All efforts to get Ghosh to change his mind failed; he said that if Sushmita did not agree to a divorce she would have to put up with a second wife.

Sushmita Ghosh petitioned the courts saying that her husband G C Ghosh alias Mohammed Karim Ghazi had converted to Islam solely for the purpose for remarriage, and that he had no real faith in Islam. He neither practised the prescribed Muslim rites nor changed his name or religion on other official documents, she claimed. Ghosh asserted her fundamental right not to be discriminated against on grounds of sex or religion.

The petition also submitted that in the past several years it had become common for Hindu males who could not get a divorce from their wives to convert to Islam solely for the purpose of remarriage. And that, after the second marriage, they re-converted to Hinduism in order to retain their rights over property. They then went about their business in their old name and religion.

Ghosh asked the courts to declare polygamous marriages by Hindus and non-Hindus after conversion to Islam, illegal. And to make suitable amendments to the Hindu Marriage Act to curtail and forbid the practice of polygamy. If a non-Muslim male converted to the Muslim faith without any change of belief, merely to avoid an earlier marriage and enter into a second one, then any marriage entered into after the so-called conversion should be considered void. Ghosh also prayed for an order restraining G C Ghosh from marrying Vanita Gupta or any other woman during the time he was married to her.
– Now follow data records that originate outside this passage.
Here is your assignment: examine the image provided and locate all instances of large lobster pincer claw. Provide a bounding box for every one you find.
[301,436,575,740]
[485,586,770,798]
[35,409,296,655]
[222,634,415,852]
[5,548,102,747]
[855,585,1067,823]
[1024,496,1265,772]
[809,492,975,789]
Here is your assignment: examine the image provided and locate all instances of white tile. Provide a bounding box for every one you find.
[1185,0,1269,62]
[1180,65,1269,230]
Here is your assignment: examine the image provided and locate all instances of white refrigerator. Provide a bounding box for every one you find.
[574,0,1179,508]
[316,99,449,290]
Meena Mathur got married to Jitender Mathur in 1978 and had three children by him. In 1988, she learnt that her husband had married Sunita Narula, alias Fathima. The marriage had been solemnised after Jitender and Sunita converted to Islam. Meena contended that her husband’s conversion was done solely for the purpose of marrying Sunita, and to circumvent the provisions of Section 494 of the IPC (Indian Penal Code), which punishes bigamy.

Sunita, alias Fathima, filed a petition submitting that she and Jitender Mathur had embraced Islam, got married and had a son. After marrying her, Jitender, under the influence of Meena Mathur, reverted to Hinduism and agreed to maintain his first wife and their three children. Sunita (Fathima), who is still a Muslim, pleaded that she receives no maintenance from husband and has no protection under either of the two laws.

Geeta Rani was married to Pradeep Kumar according to Hindu rites, in 1988. Her husband mistreated and beat her. In 1991, he converted to Islam and married Deepa. Kalyani, a women’s organisation, filed a petition to check the growing number of desertions of wives married under Hindu law, and husbands resorting to conversion in order to rid themselves of their wives.

These petitions were heard together and a judgment delivered in 1995 in the Sarla Mudgal versus Union of India case.

A review of the 1995 judgment was sought and was heard along with a public interest petition by Lily Thomas. A judgment was delivered in 2000.

The central issue in all these petitions where a non-Muslim has converted to Islam without any real change in belief, merely to avoid an earlier marriage and enter into a second one, is whether the marriage after conversion should be considered void and the person liable for bigamy.

The court examined the provisions of the Hindu Marriage Act, 1955 (HMA) and Section 494 of the IPC that makes bigamy an offence. According to Section 5 of the Act, one of the conditions for marriage between two Hindus is that neither party should have a living spouse at the time of marriage. If either party does indeed have a spouse living at the time of marriage, that marriage can be declared null and void under Section 11 of the Act. Section 17 further declares that a marriage between two Hindus is void if either has a husband or wife living and that the provisions of Section 494 of the IPC punishing bigamy would be applicable. 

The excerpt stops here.